PIRLNav: Pretraining with Imitation and RL Finetuning for ObjectNav

Published at CVPR 2023 [Bibtex] [PDF] [Code]

Scaling laws of IL→RL for ObjectNav

We study ObjectGoal Navigation - where a virtual robot situated in a new environment is asked to navigate to an object. Prior work has shown that imitation learning (IL) on a dataset of human demonstrations achieves promising results. However, this has limitations – 1) IL policies generalize poorly to new states, since the training mimics actions not their consequences, and 2) collecting demonstrations is expensive. On the other hand, reinforcement learning (RL) is trivially scalable, but requires careful reward engineering to achieve desirable behavior. We present a two-stage learning scheme for IL pretraining on human demonstrations followed by RL-finetuning. This leads to a PIRLNav policy that advances the state-of-the-art on ObjectNav from 60.0% success rate to 65.0% (+5.0% absolute). Using this IL→RL training recipe, we present a rigorous empirical analysis of design choices. First, we investigate whether human demonstrations can be replaced with ‘free’ (automatically generated) sources of demonstrations, e.g. shortest paths (SP) or task-agnostic frontier exploration (FE) trajectories. We find that IL→RL on human demonstrations outperforms IL→RL on SP and FE trajectories, even when controlled for the same IL-pretraining success on TRAIN, and even on a subset of VAL episodes where IL-pretraining success favors the SP or FE policies.

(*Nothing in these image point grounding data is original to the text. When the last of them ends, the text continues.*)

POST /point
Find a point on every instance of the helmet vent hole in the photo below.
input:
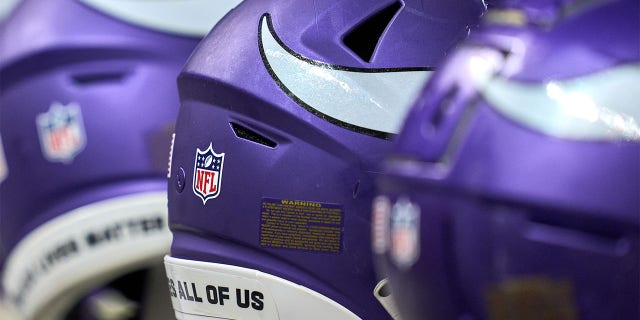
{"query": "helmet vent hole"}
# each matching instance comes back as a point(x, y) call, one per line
point(250, 135)
point(364, 38)
point(444, 108)
point(98, 78)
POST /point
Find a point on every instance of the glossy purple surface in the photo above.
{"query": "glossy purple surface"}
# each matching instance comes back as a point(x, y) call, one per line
point(122, 77)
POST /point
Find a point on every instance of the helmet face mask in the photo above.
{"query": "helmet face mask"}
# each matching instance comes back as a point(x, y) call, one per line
point(87, 107)
point(519, 174)
point(290, 103)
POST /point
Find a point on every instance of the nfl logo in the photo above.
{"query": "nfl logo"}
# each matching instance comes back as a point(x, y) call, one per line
point(61, 132)
point(405, 233)
point(207, 174)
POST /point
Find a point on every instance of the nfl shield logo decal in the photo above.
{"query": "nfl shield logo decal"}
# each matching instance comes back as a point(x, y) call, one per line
point(405, 233)
point(207, 174)
point(61, 132)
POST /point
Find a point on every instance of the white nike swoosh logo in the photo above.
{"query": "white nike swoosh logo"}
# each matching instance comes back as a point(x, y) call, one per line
point(599, 106)
point(193, 18)
point(369, 101)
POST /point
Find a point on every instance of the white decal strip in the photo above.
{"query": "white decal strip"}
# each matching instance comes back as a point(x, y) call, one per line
point(600, 106)
point(218, 291)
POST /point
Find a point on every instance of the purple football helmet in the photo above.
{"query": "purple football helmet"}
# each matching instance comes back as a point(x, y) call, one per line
point(513, 190)
point(286, 110)
point(88, 99)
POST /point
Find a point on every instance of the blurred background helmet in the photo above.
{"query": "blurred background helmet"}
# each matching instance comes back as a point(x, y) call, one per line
point(513, 189)
point(6, 7)
point(286, 110)
point(88, 99)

Next, we study how RL-finetuning performance scales with the size of the IL pretraining dataset. We find that as we increase the size of the IL-pretraining dataset and get to high IL accuracies, the improvements from RL-finetuning are smaller, and that 90% of the performance of our best IL→RL policy can be achieved with less than half the number of IL demonstrations. Finally, we analyze failure modes of our ObjectNav policies, and present guidelines for further improving them.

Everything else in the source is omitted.